Amira Yahyaoui, 28 ans, est une pro de la communication. La blogueuse, qui avait mené une fronde contre la censure de Ben Ali et alerté les médias étrangers sur les exactions commises lors de la révolution, n'est pas retournée dans l'anonymat après la chute du raïs en janvier 2011. Pour cette Berbère originaire du Sud tunisien, la dissidence est une tradition. Parmi les fortes têtes de la famille, on compte son père, le juge Mokhtar Yahyaoui, bête noire de Ben Ali, et son cousin, Zouhair Yahyaoui, cyberdissident sous l'ancien régime.

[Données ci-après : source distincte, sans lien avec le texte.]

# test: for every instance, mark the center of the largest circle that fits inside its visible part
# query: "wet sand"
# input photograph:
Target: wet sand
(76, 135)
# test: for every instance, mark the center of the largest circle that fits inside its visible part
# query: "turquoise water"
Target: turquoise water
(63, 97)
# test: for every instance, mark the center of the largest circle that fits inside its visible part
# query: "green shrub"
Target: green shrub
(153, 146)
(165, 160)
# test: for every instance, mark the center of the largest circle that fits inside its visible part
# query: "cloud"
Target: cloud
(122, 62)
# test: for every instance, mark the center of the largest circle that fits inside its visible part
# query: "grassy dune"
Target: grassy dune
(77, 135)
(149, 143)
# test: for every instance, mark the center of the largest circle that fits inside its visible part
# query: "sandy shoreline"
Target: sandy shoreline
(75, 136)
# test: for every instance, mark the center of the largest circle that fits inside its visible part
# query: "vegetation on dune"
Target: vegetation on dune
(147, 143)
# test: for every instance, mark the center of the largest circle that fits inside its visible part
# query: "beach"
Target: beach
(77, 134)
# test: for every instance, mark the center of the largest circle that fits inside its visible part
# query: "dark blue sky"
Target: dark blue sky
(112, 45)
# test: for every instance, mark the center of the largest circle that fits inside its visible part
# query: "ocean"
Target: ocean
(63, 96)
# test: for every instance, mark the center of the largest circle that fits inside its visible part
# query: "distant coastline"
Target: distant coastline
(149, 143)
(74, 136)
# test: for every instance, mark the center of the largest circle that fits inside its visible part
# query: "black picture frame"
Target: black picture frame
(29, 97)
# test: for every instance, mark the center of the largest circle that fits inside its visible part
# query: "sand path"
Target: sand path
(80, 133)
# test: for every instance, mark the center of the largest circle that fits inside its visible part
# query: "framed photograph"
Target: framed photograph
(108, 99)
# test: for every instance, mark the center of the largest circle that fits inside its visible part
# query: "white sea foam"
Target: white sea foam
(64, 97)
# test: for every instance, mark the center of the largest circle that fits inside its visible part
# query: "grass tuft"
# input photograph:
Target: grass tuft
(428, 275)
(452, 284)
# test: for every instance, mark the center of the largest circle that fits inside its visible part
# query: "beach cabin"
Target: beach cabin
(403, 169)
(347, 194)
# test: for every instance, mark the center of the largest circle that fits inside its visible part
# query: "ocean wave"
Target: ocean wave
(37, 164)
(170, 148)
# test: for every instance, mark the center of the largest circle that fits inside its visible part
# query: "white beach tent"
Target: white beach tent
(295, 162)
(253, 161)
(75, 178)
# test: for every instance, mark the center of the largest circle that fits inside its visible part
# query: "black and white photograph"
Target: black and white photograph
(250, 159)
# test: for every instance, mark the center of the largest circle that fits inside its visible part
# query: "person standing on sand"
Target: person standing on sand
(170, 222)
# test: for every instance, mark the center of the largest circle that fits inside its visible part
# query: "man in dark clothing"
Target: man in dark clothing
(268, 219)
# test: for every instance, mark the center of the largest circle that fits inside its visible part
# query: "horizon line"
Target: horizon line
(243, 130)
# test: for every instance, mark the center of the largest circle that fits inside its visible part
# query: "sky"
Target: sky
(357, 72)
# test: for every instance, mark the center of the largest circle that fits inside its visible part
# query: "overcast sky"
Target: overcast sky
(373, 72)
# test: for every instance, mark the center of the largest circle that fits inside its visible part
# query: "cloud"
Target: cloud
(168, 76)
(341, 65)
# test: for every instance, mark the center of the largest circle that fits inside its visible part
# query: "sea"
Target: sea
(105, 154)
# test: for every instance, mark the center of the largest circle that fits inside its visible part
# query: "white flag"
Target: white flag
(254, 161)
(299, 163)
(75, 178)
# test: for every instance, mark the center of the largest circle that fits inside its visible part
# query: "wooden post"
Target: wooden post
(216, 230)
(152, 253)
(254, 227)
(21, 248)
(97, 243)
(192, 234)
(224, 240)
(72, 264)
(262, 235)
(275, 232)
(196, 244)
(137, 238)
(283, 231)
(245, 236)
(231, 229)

Quant à la jeune femme, qui s'exprimait sur le site Tunezine, elle a été soumise aux passages à tabac de la police politique. Ce qui n'a pas affaibli sa détermination. Contrainte à l'exil, elle a appelé dès 2005 depuis Paris à la mobilisation contre la dictature. En 2011, elle est passée du virtuel au réel en conduisant une petite liste lors de l'élection de l'Assemblée nationale constituante (ANC).




Tenace




L'année suivante, elle a renoncé à l'université Stanford, en Californie, pour fonder l'ONG Al Bawsala. Cet observatoire de la transparence et de la bonne gouvernance rend compte sur le site marsad.tn de l'activité de l'ANC. Teneur des débats, travaux des commissions, répartition des votes, assiduité des élus... tout est consigné. Une initiative qui provoque la grogne de certains parlementaires. Mais Amira est tenace. Elle a patiemment exposé, devant l'hémicycle, la nécessité d'une telle démarche dans un contexte de transition démocratique, et a rappelé aux représentants du peuple qu'ils doivent le tenir informé de leur action. Classée 98e sur les 100 femmes arabes les plus influentes par arabianbusiness.com en 2013, elle ne s'arrête pas là pour autant. Via le tribunal administratif de Tunis, elle réclame à la présidence de l'ANC l'accès à ses archives. Un autre combat en cours.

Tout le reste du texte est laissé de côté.